Reduce Purchase Costs and De-Risk Investments
- Introduce a nationwide federal 10 per cent refundable manufacturing investment tax credit (ITC) for investments in new buildings and new machinery, equipment, and software. This could be accomplished by extending the Atlantic Investment Tax Credit—currently only eligible for capital projects in the Gaspe Peninsula and the Atlantic provinces—across the whole country.
- Introduce a matching 10 per cent ITC in all provinces, using the same base as the federal program.
- Extend the Accelerated Investment Incentive’s current rate for three more years.
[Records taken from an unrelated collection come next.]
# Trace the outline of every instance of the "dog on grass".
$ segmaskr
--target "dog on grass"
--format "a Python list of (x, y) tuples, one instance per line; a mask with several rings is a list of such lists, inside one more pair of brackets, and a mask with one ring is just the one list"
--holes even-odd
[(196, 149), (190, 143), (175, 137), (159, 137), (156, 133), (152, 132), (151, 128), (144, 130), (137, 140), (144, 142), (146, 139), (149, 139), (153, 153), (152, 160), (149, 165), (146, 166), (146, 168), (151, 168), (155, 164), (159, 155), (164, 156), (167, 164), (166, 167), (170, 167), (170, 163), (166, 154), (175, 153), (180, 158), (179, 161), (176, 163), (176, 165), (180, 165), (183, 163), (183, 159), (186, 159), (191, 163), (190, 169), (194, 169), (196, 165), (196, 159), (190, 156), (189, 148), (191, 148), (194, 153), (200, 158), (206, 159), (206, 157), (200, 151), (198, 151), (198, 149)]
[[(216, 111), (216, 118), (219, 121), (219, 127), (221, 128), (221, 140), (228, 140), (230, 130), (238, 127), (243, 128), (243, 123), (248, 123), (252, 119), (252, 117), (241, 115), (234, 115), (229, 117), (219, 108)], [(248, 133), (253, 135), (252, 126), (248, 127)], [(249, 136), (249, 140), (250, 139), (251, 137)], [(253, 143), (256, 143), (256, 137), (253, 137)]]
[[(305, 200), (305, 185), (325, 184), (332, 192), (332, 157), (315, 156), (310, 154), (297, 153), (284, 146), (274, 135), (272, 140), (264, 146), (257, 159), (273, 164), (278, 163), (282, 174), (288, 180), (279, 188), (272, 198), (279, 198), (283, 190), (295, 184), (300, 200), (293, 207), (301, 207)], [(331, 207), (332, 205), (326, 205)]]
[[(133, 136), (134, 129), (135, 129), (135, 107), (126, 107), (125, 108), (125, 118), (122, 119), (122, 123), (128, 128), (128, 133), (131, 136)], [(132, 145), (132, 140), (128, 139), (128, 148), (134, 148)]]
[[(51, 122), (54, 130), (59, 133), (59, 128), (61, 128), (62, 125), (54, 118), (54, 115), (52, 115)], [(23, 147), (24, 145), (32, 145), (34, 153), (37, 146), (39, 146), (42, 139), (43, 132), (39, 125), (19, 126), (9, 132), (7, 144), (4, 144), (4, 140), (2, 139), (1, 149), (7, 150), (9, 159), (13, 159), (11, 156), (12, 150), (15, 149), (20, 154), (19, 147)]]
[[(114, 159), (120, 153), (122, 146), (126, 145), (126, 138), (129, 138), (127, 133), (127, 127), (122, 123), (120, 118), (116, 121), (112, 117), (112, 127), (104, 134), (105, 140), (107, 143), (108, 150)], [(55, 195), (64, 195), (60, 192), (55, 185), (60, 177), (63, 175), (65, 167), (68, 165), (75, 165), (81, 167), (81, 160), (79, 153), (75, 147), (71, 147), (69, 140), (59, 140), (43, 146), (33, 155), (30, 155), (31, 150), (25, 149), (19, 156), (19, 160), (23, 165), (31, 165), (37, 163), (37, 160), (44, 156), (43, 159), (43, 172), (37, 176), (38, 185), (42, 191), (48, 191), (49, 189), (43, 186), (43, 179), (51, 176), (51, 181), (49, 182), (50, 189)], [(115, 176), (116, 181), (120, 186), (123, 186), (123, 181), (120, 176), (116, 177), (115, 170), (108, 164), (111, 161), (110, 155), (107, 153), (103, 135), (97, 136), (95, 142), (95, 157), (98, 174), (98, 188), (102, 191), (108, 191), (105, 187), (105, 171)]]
- Expand the Canada Digital Adoption Plan (CDAP) by creating a dedicated manufacturing stream including a non-repayable component to offset the high cost associated with software critical to process automation.
- Support the creation and delivery of a nationwide technology assessment and investment program that would offset the cost of technology assessment and diagnostic services and provide support for advanced manufacturing technology adoption initiatives at SMEs.
Reduce Skills Shortages and Skills Gaps
- Develop more vocation-focused education streams at the secondary level and provide more information to secondary students about career options in manufacturing.
- Fund Regional Industry Councils (RICs) that bring together employers, government, and educators to coordinate skills training and education programs based on regional needs.
- Support employer-led training through a 50 per cent tax credit that offsets half the costs of employee training.
- Increase funding of the Canada Job Grant to $1 billion annually, make it permanent, and expand it to include on-the-job training.